1. Is the patient in question likely to be inpatient, day surgery, emergency department, or any of the above? Will research be done on hospital or physician data or both?

2. Do you only want patients whose primary reason for care was cancer of (specify the type here)?

3. Do you want to include the patient if he or she was admitted for something besides cancer but is still having the cancer treated?

4. Do you want to include patients who have had the cancer surgically removed but may be getting treatment for metastatic sites?

5. If you need codes for procedures, will they be done as inpatient or outpatient?

6. Do you need a specific range of ages or dates of service?

Why does this matter just to get codes for people with a “cancer of the whatever” who had a biopsy?

1. Coding rules for the various patient statuses vary. Some may only code the symptom, while others will code the most probable cause. Some will get codes for everything that affected the stay, and some will get only codes for what the physician tended to personally during that encounter.

2. The primary reason for care is usually the first diagnosis listed. Sometimes, however, a physician specialty may list a primary cancer as the first diagnosis, but the hospital may code the metastatic site as primary if the patient has both and most of the care was devoted to the secondary site.

3. and 4. A patient with the surgical removal of a breast tumor may be admitted for gallstones, but during the cholecystectomy, a biopsy of a suspicious colon lesion shows recurrence of the cancer. The patient will not have a code for current breast cancer. The biopsy may be a simple sampling, an excision of a tumor, or a resection of part of the colon.
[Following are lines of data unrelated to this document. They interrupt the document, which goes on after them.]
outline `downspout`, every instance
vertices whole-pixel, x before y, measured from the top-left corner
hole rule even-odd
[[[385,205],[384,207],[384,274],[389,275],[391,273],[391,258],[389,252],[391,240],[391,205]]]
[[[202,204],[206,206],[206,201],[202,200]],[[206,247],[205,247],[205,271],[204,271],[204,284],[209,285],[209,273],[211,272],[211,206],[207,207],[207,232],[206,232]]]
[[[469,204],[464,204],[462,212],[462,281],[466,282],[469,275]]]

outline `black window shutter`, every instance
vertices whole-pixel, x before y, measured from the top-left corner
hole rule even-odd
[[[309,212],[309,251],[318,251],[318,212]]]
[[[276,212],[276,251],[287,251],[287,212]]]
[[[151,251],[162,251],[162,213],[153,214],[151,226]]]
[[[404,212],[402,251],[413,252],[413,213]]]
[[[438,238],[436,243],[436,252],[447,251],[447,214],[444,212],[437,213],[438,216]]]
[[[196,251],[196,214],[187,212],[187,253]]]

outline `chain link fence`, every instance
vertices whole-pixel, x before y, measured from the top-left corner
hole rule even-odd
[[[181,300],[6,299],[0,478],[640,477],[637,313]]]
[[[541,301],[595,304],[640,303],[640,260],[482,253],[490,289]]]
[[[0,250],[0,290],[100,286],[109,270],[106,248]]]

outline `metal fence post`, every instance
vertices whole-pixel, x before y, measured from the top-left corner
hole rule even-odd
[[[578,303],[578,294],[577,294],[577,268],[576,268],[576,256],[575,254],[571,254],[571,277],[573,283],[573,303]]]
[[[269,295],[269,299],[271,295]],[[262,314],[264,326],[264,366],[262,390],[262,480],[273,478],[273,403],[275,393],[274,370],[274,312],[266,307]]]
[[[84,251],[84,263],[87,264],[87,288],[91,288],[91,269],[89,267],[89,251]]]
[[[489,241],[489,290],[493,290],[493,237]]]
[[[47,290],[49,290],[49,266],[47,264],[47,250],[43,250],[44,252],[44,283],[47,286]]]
Both procedures may be laparoscopic or open. Not only does the diagnosis have to be well-defined, so does the definition of biopsy. The principal diagnosis will be gallstones, and the DRG will be determined by the types of procedures performed.

5. and 6. Codes, and even types of codes, will vary by the status and dates of service.

How will the diligent researcher get the correct information from the coding office? Communication is the key for the coder and the requester. If you are the person taking the call, ask for more information so you can best provide the correct codes—the six questions listed are a good sampling. The office can have a designated research request coder if there’s a specific talent and interest. Perhaps it would be more beneficial to have everyone be adept at handling this type of customer.

When asking for codes or DRGs, start by summarizing what you want to do with the information. Be patient when the coder asks what seems like 20 questions before you get an answer that you can take to the data bank. Your responses will further refine their responses so you’ll get exactly and only what you need.

In either case, working together can create an important partnership for both groups. The coding office gains credibility when the data reported from “their” codes is accurate and trustworthy, and the person reporting the data gets exactly the same benefit. Take the extra time, ask the extra questions, and understand that a skilled coder is one of the most valuable tools any researcher can have in a data-mining operation.

— Judy Sturgeon, CCS, is the hospital coding senior manager at The University of Texas Medical Branch in Galveston and a contributing editor at For The Record.